Berdasarkan hasil pencarian penulis, belum ada aturan hukum di Indonesia mengenai transgender. Dilansir dari laman kompasiana.com, UU No. 24 Tahun 2013 tentang Perubahan Atas UU No. 23 Tahun 2006 tentang Administrasi Kependudukan (UU Apen). Dalam Pasal 1 angka 17 UU Apen menyatakan bahwa, "Yang dimaksud dengan peristiwa penting adalah kejadian yang dialami oleh seseorang meliputi kelahiran, kematian, lahir mati, perkawinan, perceraian, pengakuan anak, pengesahan anak, pengangkatan anak, perubahan nama dan perubahan status kewarganegaraan". Dari pemaparan pasal diatas, memang pergantian jenis kelamin tidak masuk dalam kategori peristiwa penting sebagaimana yang dimaksudkan oleh Pasal 1 angka 17 UU Apen.
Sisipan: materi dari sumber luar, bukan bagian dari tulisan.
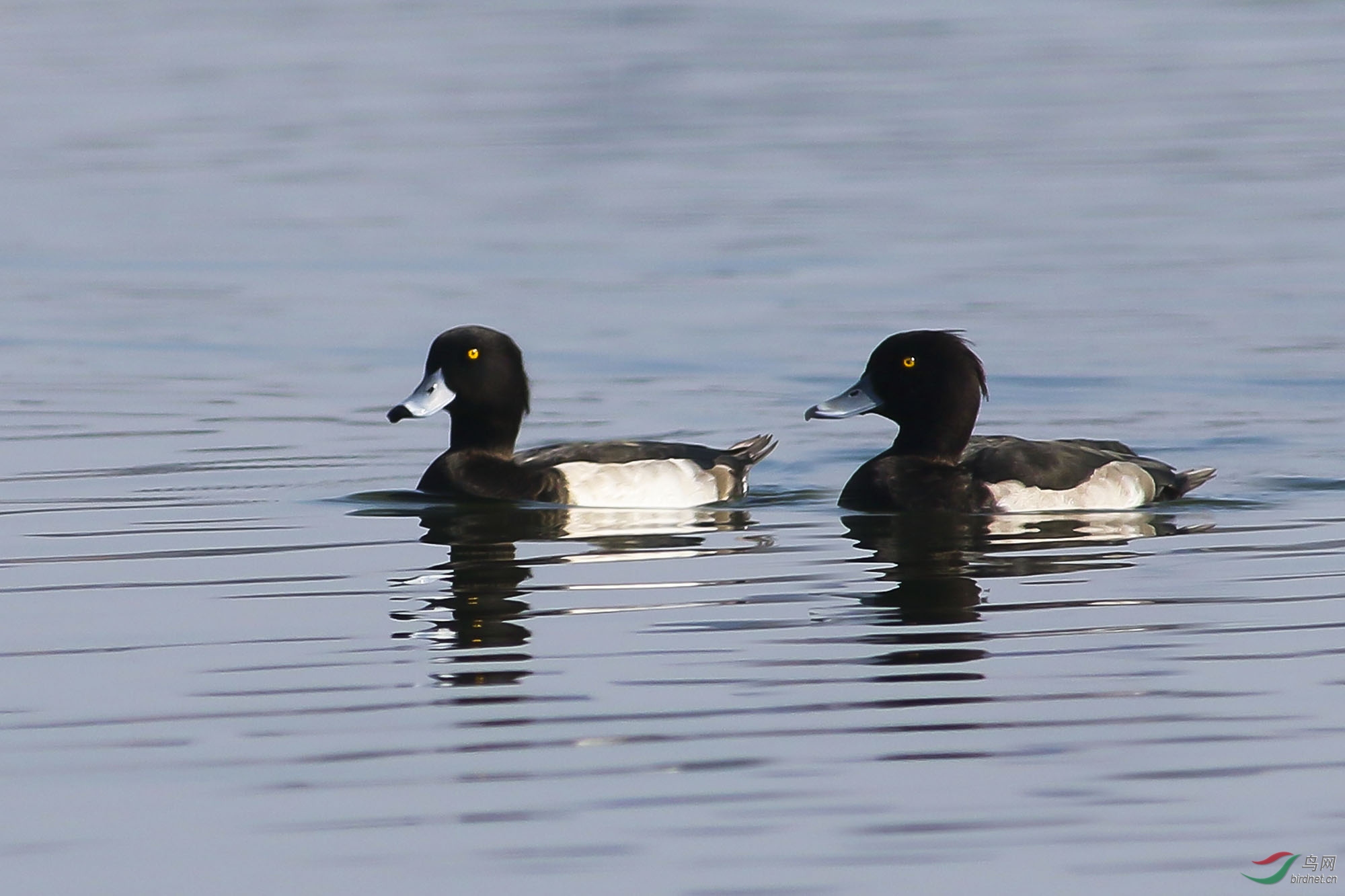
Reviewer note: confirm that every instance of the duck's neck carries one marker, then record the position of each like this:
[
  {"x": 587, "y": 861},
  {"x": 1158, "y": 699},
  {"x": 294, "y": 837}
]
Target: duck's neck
[
  {"x": 938, "y": 439},
  {"x": 488, "y": 430}
]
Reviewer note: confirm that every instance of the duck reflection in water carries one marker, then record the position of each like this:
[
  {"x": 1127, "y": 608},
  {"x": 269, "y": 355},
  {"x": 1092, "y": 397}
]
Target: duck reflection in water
[
  {"x": 477, "y": 622},
  {"x": 939, "y": 559}
]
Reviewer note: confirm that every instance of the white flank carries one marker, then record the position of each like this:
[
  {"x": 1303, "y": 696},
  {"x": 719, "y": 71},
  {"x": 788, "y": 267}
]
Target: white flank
[
  {"x": 640, "y": 483},
  {"x": 1117, "y": 486}
]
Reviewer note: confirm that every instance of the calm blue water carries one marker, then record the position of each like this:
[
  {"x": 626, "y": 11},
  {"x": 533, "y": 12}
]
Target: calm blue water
[{"x": 236, "y": 655}]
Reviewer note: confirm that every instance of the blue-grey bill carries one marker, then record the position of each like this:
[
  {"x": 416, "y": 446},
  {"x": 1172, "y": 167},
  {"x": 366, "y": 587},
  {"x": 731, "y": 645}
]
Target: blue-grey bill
[
  {"x": 431, "y": 396},
  {"x": 856, "y": 400}
]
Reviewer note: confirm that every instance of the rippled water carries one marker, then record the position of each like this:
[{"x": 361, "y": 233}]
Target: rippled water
[{"x": 239, "y": 654}]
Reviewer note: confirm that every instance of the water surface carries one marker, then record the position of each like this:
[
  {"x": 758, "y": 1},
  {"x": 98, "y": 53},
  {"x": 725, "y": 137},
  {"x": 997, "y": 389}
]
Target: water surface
[{"x": 240, "y": 655}]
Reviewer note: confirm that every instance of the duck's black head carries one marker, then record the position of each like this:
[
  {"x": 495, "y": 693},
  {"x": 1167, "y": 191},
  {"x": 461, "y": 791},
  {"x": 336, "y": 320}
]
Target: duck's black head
[
  {"x": 478, "y": 374},
  {"x": 929, "y": 381}
]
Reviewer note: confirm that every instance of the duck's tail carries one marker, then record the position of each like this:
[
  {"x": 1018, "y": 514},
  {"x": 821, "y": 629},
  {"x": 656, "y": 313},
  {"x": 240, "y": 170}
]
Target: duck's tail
[
  {"x": 1191, "y": 479},
  {"x": 758, "y": 447}
]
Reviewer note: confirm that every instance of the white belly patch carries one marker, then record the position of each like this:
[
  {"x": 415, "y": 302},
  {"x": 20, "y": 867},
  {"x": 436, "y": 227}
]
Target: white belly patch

Namun demikian, pergantian jenis kelamin dikenal dalam Pasal 56 ayat (1) UU Apen sebagai "peristiwa penting lainnya". Dalam Penjelasan Pasal 56 ayat (1) UU Apen dinyatakan bahwa "Yang dimaksud dengan Peristiwa Penting lainnya adalah peristiwa yang ditetapkan oleh pengadilan negeri untuk dicatatkan pada Instansi Pelaksana, antara lain perubahan jenis kelamin".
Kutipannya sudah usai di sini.